The 2010 Delray Beach International Tennis Championships was a tennis tournament played on outdoor hard courts. It was the 18th edition of the Delray Beach International Tennis Championships, and was part of the International Series of the 2010 ATP World Tour.

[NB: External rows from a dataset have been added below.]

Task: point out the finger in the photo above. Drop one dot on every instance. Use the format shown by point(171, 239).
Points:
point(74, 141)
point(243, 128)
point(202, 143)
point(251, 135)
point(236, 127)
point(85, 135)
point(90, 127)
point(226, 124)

It took place at the Delray Beach Tennis Center in Delray Beach, Florida, United States, from February 22 through February 28, 2010. Unseeded Ernests Gulbis won the singles title.

==ATP entrants==

===Seeds===

| Athlete | Nationality | Ranking* | Seeding |
|---|---|---|---|
| Tommy Haas | GER Germany | 18 | 1 |
| Ivo Karlović | CRO Croatia | 33 | 2 |
| Benjamin Becker | GER Germany | 40 | 3 |
| Jérémy Chardy | FRA France | 41 | 4 |
| Evgeny Korolev | KAZ Kazakhstan | 49 | 5 |
| Florian Mayer | GER Germany | 51 | 6 |
| James Blake | USA United States | 55 | 7 |
| Michael Russell | USA United States | 68 | 8 |

- Rankings as of February 15, 2010.

===Other entrants===
The following players received wildcards into the main draw:
- GER Tommy Haas
- FRA Sébastien Grosjean
- USA Vincent Spadea

The following players received entry from the qualifying draw:
- RSA Kevin Anderson
- USA Ryan Harrison
- USA Robert Kendrick
- AUS Nick Lindahl

==Finals==

===Singles===

LAT Ernests Gulbis defeated CRO Ivo Karlović, 6–2, 6–3.
- It was Gulbis' first singles title of his career.

===Doubles===

USA Bob Bryan / USA Mike Bryan defeated GER Philipp Marx / SVK Igor Zelenay, 6–3, 7–6^{(7–3)}.